The documents are heavily redacted, but the small non-redacted sections suggest Saudi Arabia and Australia are interested in further naval cooperation, including embedding staff.

The documents confirm that on 14 August the guided-missile frigate HMAS Newcastle conducted a joint exercise with HMS Boraida of the Royal Saudi Navy off the Saudi port of Jeddah in the Red Sea.

The exercise consisted of “a boarding serial, some basic officer of the watch manoeuvres and replenishment approaches before both ships departed and proceeded independently”.

The material says both units were “keen for the interaction” and indications from Saudi Arabia were that the navy would be keen for further exercises “should units be passing through the region in the future”.

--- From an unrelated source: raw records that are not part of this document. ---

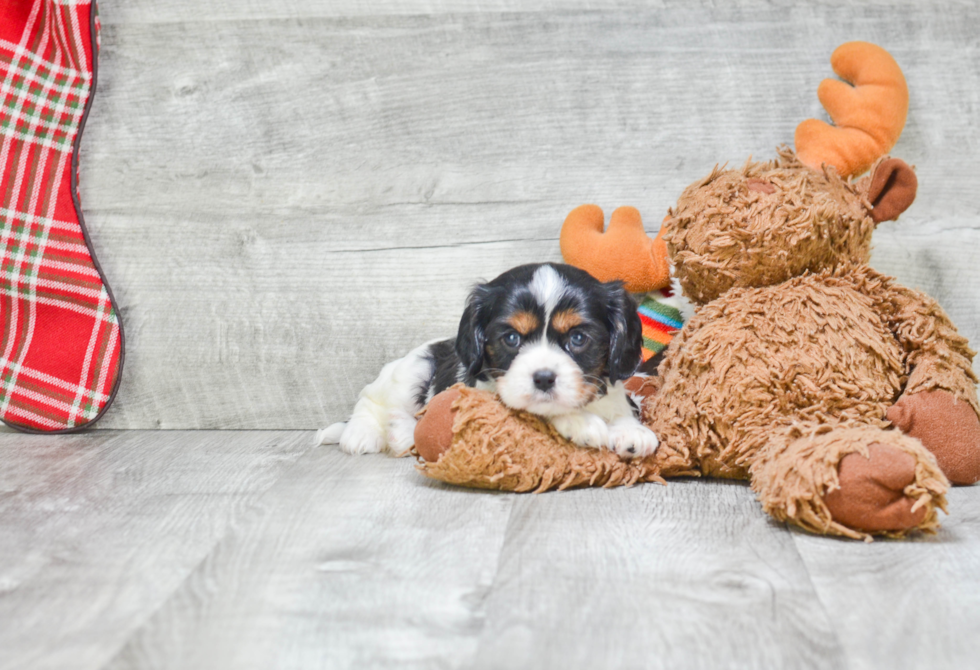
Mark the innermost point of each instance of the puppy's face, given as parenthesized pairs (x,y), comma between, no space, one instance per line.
(551,336)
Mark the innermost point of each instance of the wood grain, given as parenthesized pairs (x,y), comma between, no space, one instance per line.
(350,563)
(689,575)
(285,196)
(98,530)
(904,605)
(252,549)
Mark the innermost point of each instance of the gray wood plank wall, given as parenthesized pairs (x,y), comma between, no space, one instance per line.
(284,196)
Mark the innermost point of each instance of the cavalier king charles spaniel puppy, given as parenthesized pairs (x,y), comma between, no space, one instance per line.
(549,339)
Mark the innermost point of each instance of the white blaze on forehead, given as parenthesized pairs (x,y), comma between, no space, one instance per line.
(547,287)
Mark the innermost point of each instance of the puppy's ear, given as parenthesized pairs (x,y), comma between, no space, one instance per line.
(471,339)
(625,332)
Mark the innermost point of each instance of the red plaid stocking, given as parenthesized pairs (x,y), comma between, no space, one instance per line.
(60,336)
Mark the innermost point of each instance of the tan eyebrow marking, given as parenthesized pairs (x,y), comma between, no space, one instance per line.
(523,322)
(565,320)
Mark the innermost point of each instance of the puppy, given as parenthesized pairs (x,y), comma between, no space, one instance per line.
(547,338)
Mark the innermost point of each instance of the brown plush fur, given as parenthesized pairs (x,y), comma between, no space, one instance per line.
(796,353)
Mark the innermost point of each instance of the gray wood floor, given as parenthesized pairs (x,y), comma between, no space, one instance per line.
(253,549)
(286,195)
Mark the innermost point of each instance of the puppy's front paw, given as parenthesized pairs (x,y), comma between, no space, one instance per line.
(631,439)
(401,433)
(582,428)
(361,438)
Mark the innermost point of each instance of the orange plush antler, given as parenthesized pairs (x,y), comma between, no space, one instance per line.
(869,115)
(623,252)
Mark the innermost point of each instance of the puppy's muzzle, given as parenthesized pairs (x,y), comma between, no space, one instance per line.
(544,380)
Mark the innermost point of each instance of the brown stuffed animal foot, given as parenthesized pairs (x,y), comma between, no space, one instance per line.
(947,427)
(871,497)
(854,481)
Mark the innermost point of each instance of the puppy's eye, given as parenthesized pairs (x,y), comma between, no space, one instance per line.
(578,339)
(511,339)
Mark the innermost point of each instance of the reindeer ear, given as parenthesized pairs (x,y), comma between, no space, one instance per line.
(892,189)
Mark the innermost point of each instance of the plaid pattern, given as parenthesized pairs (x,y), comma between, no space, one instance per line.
(60,336)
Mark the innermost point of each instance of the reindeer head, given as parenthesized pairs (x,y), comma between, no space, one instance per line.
(770,221)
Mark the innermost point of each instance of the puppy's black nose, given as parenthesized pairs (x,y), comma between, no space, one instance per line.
(544,379)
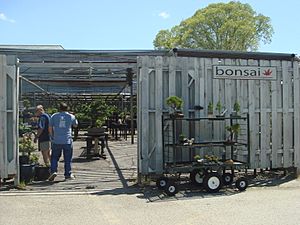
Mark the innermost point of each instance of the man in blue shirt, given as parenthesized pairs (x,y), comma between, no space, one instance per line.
(43,134)
(60,129)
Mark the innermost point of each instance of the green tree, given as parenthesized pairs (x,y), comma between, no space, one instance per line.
(221,26)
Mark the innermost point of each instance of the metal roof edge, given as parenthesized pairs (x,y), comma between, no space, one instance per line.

Marise Payne says Australia’s contribution to maritime security in the Middle East does not include any enforcement of the blockade on Yemen. Photograph: Mike Bowers/The Guardian

One of the briefing notes suggests a Saudi commander “repeatedly voiced his interest in more cooperation with Australian naval vessels in the area” and Australia suggested it could provide embedded staff.

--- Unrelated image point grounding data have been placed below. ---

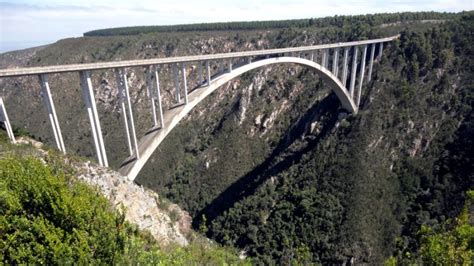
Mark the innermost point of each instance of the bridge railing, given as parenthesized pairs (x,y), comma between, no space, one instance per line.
(333,57)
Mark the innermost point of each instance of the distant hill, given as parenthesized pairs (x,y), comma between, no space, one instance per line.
(336,21)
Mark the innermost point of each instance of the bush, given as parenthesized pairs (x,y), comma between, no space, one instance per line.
(48,218)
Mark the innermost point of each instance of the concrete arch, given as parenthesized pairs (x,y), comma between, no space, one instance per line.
(149,143)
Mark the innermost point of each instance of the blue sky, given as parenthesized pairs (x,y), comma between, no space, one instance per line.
(27,23)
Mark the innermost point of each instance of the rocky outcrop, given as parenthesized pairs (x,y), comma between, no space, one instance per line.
(143,207)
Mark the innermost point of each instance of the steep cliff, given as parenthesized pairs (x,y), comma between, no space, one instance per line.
(270,163)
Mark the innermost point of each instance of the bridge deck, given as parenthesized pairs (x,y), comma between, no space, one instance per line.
(170,60)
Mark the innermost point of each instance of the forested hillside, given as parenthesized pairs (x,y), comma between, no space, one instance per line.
(270,163)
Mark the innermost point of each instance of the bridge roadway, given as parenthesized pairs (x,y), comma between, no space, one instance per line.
(148,143)
(13,72)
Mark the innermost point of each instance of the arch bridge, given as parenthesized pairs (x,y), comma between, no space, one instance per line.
(338,64)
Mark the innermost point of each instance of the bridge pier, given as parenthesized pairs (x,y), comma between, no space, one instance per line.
(371,60)
(158,97)
(324,58)
(221,67)
(208,73)
(118,78)
(335,59)
(149,84)
(6,121)
(345,66)
(361,76)
(176,82)
(200,73)
(89,100)
(124,92)
(185,84)
(53,118)
(353,72)
(380,51)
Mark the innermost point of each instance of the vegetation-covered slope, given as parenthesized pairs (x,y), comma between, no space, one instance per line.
(270,163)
(48,217)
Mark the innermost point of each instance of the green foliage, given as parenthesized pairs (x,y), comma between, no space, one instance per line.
(453,244)
(48,218)
(337,21)
(44,219)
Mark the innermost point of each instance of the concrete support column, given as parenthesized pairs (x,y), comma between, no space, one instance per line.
(361,75)
(149,85)
(89,99)
(344,66)
(208,73)
(6,121)
(176,83)
(324,58)
(380,51)
(200,73)
(158,97)
(53,118)
(123,107)
(335,63)
(221,67)
(125,91)
(185,83)
(353,72)
(371,60)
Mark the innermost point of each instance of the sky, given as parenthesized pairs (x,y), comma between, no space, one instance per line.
(28,23)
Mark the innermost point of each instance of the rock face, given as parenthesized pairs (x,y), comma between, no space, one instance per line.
(143,207)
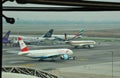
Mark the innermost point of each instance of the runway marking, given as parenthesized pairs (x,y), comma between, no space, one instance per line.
(27,65)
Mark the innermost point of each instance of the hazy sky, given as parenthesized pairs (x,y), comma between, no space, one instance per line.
(70,16)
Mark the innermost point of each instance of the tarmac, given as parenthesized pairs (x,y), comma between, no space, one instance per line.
(102,61)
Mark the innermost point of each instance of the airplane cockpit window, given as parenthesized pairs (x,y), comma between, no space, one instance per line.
(61,38)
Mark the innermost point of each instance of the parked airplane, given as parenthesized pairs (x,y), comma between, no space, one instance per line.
(83,43)
(70,37)
(5,39)
(45,53)
(32,39)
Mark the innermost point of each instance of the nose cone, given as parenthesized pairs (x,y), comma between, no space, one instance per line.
(70,51)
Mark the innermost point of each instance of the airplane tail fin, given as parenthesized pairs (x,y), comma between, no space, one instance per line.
(80,33)
(49,33)
(23,46)
(66,37)
(6,36)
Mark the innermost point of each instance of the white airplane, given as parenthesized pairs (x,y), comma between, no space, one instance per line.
(64,54)
(83,43)
(29,39)
(69,37)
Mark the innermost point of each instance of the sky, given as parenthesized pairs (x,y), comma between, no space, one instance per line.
(69,16)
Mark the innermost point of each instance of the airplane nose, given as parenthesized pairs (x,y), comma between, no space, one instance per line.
(70,51)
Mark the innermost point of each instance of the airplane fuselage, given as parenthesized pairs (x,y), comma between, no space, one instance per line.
(46,53)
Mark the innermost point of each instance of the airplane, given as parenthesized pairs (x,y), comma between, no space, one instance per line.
(83,43)
(32,39)
(64,54)
(5,39)
(69,37)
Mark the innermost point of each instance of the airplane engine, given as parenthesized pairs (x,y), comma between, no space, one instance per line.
(65,57)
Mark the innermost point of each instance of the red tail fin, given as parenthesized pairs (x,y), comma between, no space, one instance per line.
(23,46)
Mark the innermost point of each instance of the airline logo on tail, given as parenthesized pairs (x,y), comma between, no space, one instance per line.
(7,35)
(49,33)
(23,46)
(78,34)
(5,38)
(66,37)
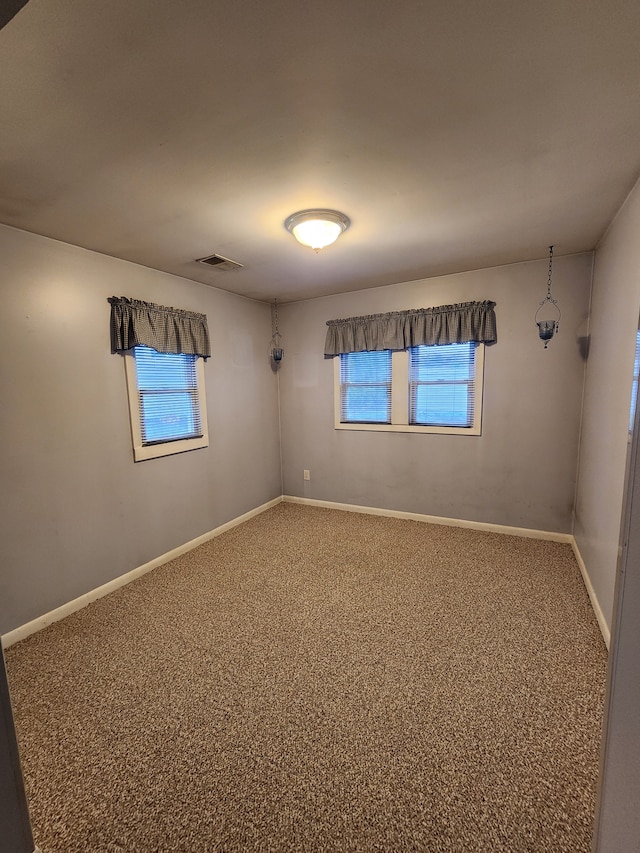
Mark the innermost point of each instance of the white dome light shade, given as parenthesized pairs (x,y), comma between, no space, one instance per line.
(317,228)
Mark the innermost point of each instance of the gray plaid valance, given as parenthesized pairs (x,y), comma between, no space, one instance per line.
(447,324)
(134,323)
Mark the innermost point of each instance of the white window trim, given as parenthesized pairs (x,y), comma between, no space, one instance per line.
(168,448)
(400,400)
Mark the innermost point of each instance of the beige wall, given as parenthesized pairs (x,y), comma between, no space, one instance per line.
(76,510)
(522,470)
(609,376)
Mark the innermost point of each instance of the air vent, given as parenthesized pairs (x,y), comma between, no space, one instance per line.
(220,263)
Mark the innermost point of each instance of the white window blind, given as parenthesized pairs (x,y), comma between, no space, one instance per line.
(365,387)
(442,385)
(168,396)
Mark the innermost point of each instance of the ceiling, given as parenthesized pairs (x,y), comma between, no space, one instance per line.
(455,135)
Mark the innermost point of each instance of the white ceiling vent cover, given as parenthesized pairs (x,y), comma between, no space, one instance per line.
(220,263)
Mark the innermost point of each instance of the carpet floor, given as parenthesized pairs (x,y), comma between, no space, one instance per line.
(317,680)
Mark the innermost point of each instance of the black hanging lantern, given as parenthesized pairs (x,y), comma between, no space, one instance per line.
(548,314)
(276,349)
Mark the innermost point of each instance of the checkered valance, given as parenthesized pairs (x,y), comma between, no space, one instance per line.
(134,323)
(447,324)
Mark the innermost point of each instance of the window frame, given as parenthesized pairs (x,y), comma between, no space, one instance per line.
(156,450)
(400,400)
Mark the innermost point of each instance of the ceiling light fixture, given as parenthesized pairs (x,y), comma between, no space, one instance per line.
(317,228)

Whish-Wilson said Australia needed to step back, given the growing international condemnation of the Yemen blockade. “The Greens certainly hope the decision to opportunistically engage doesn’t symbolise any greater government plan to use this exercise to build and strengthen ties with Saudi Arabia, including defence export sales.

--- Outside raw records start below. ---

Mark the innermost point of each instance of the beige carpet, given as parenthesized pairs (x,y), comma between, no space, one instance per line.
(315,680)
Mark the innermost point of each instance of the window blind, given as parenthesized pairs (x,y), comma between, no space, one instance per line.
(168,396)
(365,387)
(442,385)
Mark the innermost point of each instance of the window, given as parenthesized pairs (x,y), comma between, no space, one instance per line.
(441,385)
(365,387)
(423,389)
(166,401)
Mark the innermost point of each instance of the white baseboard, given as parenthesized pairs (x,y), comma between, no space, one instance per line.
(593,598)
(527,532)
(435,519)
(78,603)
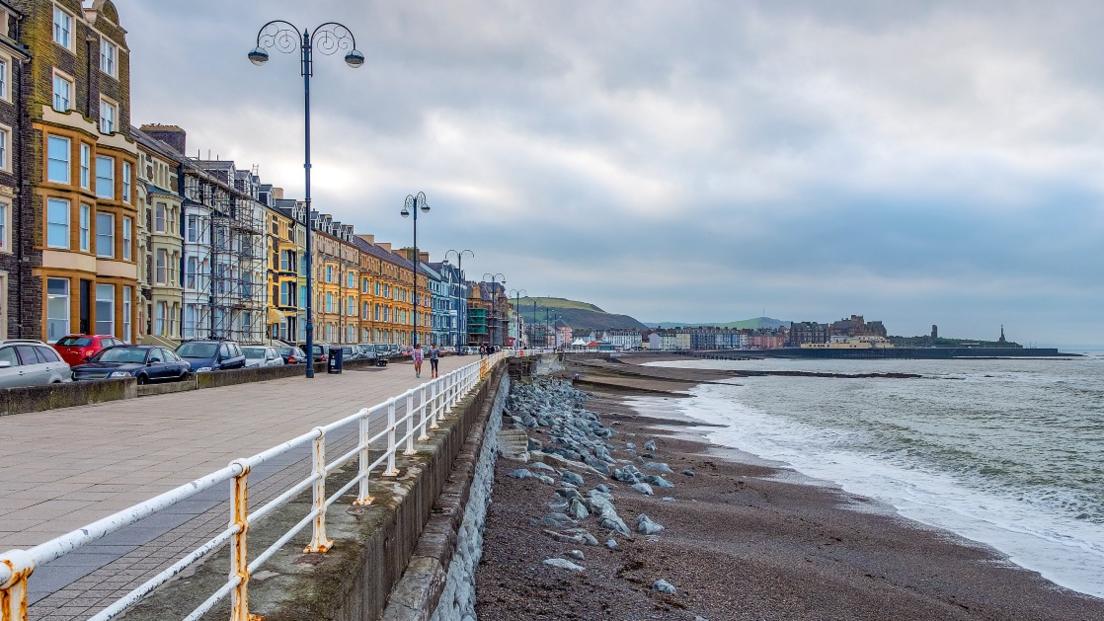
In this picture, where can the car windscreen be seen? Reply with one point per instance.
(198, 349)
(121, 355)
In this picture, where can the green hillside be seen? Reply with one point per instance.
(579, 315)
(560, 303)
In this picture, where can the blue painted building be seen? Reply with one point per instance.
(453, 303)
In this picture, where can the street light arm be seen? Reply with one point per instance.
(336, 37)
(280, 39)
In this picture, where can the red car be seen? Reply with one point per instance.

“Saudi Arabia is undertaking a brutal assault on Yemen including bombing of civilian facilities and a blockade that is preventing food, medicine and fuel from entering the country putting millions of lives at risk,” he said.

“I am deeply concerned that it appears that we are planning to embed Australian military personnel with the Saudis at a time when this atrocity is being carried out.

“Australia needs to cut all bilateral military cooperation with Saudi Arabia immediately and condemn the blockade of Yemen that still hasn’t been fully lifted.”

A spokesman for Payne directed Guardian Australia to comments she had made on naval cooperation in the Middle East in late November.

Payne said the Australian defence force had been part of joint activity in the Middle East for “many years”.

“HMAS Newcastle has just departed, HMAS Warramunga has just gone to the area for a nine-month deployment,” the defence minister said.

Payne said “from time to time, as opportunity presents itself, we will work with counterpart navies to ensure that we are able, for example, in the event of an accident or in the event of a crisis on one ship or another, we’re able to support each other and engage and help each other”.

“It’s in fact sensible engagement, it’s engagement that ensures that we minimise the likelihood of accident and we minimise the likelihood of injury and damage out of anything like that.”

She repeated that Australia was not “involved or engaged in any of the activities that Saudi Arabia might be pursuing in terms of its blockade in the Gulf”.

“We are also not involved in any way in the conflict in Yemen; there are no ADF personnel in Yemen, we are not engaged in Yemeni airspace or in the seas around Yemen in that regard.”